No primeiro dia útil após o histórico divórcio do Reino Unido da União Europeia (UE), começaram a despontar os principais obstáculos da negociação sobre a futura relação entre Londres e Bruxelas no pós-Brexit, especialmente comercial. A pesca e a maneira de evitar uma concorrência desleal aparecem como os dois pontos principais de debates, depois que o primeiro-ministro britânico, Boris Johnson, e o negociador europeu para o Brexit, Michel Barnier, revelaram seus planos e limites para a futura negociação. As tratativas podem começar no próximo mês.
“Estamos dispostos a oferecer um acordo comercial muito ambicioso como pilar central dessa associação, que inclui tarifas zero”, afirmou Barnier em Bruxelas, reiterando a necessidade de acesso dos barcos pesqueiros às águas britânicas. O bloco europeu deseja evitar, ainda, o surgimento de uma economia desregulada a suas portas, com vantagens competitivas injustas, e propõe a criação de um “mecanismo” para manter os “altos níveis” das normas europeias nas áreas trabalhista, fiscal, ambiental, além dos subsídios estatais.
Em Londres, Boris Johnson enviou uma mensagem pacificadora para sanar os temores da UE. “Não faremos nenhuma concorrência desleal, nem comercial, nem econômica e nem ambiental”, declarou o chefe de Governo conservador, que se comprometeu a não reduzir as normas europeias. Ao mesmo tempo, ele rejeitou qualquer alinhamento às regras europeias como um preço a pagar pelo livre-comércio.
Os 27 países do bloco, porém, não encaram a questão dessa maneira e afirmam que “nada é grátis”, se Londres deseja ter acesso ao mercado único europeu — “o maior do mundo”, como recordou a presidente da Comissão Europeia, Ursula von der Leyen, que pediu regras do jogo “justas”.
Prazo curto
Diante de uma negociação que já se anuncia tensa, o prazo previsto para concluir as conversações não ajuda. As duas partes querem um acordo até o fim do ano, o que, na prática, significa oito meses para discussões que costumam demorar anos.

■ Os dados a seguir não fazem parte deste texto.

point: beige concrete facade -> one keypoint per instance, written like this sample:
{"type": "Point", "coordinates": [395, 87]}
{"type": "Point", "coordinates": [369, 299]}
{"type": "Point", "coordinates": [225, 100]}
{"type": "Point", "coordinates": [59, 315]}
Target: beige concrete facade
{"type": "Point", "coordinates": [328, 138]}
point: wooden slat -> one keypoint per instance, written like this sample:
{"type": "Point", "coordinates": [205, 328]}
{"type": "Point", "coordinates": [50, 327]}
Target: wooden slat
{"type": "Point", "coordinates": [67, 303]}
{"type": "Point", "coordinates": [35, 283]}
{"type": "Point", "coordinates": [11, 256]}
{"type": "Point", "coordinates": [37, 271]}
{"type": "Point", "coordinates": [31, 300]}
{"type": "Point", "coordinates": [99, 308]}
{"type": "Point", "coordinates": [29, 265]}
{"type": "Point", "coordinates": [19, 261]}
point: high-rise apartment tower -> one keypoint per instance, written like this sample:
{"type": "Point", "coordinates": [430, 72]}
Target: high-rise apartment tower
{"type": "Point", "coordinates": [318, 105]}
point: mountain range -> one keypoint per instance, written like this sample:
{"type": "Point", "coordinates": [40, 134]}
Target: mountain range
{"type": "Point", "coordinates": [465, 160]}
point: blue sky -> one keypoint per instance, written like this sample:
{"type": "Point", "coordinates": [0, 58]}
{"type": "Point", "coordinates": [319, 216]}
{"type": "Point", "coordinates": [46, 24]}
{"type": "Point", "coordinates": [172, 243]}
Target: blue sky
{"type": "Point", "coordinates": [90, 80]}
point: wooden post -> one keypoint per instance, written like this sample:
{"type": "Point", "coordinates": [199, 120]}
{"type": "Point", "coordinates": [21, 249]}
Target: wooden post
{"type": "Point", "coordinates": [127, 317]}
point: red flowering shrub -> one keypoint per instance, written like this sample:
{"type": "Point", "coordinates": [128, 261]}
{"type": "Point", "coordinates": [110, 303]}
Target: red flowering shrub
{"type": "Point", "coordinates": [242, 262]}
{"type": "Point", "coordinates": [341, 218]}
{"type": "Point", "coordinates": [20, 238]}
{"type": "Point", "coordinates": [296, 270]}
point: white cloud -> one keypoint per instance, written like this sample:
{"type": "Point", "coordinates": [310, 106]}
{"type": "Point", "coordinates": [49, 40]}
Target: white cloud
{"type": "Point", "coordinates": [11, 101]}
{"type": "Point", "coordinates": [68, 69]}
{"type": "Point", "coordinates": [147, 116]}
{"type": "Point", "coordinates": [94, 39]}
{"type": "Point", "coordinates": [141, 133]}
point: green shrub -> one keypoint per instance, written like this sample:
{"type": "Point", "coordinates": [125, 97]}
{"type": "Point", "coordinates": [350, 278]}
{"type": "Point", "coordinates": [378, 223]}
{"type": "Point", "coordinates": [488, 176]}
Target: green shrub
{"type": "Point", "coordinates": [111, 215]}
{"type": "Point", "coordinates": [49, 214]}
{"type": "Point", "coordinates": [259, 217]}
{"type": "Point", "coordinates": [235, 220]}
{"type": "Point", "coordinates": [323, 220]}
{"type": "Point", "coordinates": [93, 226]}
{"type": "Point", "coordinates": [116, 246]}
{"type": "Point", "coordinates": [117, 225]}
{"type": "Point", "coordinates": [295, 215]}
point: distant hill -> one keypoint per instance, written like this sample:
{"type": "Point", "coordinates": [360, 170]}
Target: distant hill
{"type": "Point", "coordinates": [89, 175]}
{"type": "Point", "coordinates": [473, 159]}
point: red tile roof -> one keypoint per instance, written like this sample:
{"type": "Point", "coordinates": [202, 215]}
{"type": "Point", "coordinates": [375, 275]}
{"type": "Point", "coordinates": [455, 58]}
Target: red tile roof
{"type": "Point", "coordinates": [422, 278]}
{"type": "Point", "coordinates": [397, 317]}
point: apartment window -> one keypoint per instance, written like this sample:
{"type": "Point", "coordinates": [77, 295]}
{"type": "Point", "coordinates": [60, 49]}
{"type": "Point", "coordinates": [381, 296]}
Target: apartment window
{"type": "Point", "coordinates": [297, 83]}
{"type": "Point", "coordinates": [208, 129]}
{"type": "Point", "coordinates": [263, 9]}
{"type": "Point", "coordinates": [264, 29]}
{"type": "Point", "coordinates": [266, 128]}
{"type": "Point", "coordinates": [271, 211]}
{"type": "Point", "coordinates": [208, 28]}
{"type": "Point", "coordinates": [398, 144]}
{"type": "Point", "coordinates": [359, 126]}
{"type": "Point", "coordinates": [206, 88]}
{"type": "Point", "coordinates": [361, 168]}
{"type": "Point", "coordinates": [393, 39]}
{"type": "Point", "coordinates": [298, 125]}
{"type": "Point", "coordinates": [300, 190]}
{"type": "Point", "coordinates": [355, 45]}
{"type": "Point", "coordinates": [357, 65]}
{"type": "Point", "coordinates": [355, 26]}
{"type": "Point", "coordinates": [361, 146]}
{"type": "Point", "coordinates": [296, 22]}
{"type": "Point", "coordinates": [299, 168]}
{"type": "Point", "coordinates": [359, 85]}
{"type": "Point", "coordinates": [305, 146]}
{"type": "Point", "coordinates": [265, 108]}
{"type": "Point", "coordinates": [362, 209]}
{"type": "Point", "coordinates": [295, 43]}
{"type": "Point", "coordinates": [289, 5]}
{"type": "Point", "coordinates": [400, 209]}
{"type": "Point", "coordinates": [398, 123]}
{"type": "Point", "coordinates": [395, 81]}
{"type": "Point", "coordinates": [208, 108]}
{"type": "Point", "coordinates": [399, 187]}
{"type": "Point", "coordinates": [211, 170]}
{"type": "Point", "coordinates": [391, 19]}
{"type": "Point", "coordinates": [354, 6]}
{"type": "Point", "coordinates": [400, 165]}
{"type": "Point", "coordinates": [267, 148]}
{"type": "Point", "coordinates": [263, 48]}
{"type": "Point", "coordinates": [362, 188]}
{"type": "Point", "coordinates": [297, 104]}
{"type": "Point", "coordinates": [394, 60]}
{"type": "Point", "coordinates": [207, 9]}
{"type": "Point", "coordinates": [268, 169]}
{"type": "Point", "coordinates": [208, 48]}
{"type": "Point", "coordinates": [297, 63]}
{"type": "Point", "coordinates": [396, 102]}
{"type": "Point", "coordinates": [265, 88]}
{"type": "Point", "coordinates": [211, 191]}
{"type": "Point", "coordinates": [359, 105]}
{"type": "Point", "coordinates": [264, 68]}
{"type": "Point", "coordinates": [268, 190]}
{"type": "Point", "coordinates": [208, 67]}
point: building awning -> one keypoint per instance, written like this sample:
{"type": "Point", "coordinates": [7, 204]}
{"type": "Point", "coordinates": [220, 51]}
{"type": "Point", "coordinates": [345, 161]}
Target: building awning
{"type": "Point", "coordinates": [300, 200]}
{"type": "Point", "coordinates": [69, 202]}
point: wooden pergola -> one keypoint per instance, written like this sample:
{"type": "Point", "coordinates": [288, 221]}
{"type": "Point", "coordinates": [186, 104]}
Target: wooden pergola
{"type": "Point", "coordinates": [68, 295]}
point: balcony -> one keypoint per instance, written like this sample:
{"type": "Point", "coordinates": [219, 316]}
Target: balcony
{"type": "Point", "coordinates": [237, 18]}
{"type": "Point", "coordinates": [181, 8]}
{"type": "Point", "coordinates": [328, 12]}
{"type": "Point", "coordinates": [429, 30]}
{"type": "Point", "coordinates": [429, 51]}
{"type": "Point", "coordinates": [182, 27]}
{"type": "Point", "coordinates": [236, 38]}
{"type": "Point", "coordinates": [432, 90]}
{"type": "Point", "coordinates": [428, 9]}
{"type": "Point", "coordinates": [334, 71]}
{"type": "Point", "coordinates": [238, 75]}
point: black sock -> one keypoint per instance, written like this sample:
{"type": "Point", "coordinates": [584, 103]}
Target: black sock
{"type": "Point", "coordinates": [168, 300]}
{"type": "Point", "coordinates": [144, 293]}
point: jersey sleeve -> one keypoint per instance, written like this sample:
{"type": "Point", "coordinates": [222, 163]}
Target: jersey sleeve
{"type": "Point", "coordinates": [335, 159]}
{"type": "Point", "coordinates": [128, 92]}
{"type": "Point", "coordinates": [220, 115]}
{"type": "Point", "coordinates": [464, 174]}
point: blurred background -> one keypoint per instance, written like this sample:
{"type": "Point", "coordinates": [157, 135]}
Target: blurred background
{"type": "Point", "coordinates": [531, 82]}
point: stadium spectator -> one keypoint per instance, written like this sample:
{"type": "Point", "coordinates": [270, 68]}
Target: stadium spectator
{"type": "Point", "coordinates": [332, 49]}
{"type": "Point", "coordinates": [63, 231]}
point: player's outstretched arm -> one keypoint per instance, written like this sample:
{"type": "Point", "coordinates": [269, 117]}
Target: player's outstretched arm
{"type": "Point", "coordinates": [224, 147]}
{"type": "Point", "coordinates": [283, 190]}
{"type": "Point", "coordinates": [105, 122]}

Nesse caso, porém, as negociações não começam do zero. De modo paralelo ao acordo de divórcio, formalizado na sexta-feira passada, Reino Unido e UE assinaram uma declaração política sobre a futura relação que estabelece o nível de ambição, mas que já se tornou objeto de divergência entre os dois lados.
A declaração vincula, por exemplo, os compromissos sobre uma concorrência leal à “profundidade das relações futuras” e estabelece 1º de julho como prazo máximo para ratificar um acordo de pesca, outro possível obstáculo na negociação. O negociador europeu considerou assim “indissociável” das discussões comerciais um acordo sobre o setor pesqueiro — oito países da UE são muito dependentes das águas britânicas.
Embora a pesca represente menos de 0,1% do PIB do Reino Unido, a questão pesou muito a favor do Brexit no referendo de 2016. Johnson já destacou que “retomar o controle” das águas é prioritário. Para analistas, a pesca pode constituir, de fato, uma moeda de troca nas negociações para o Reino Unido, que poderia buscar, como forma de compensação, o acesso ao continente para os serviços financeiros britânicos, cruciais para a City de Londres.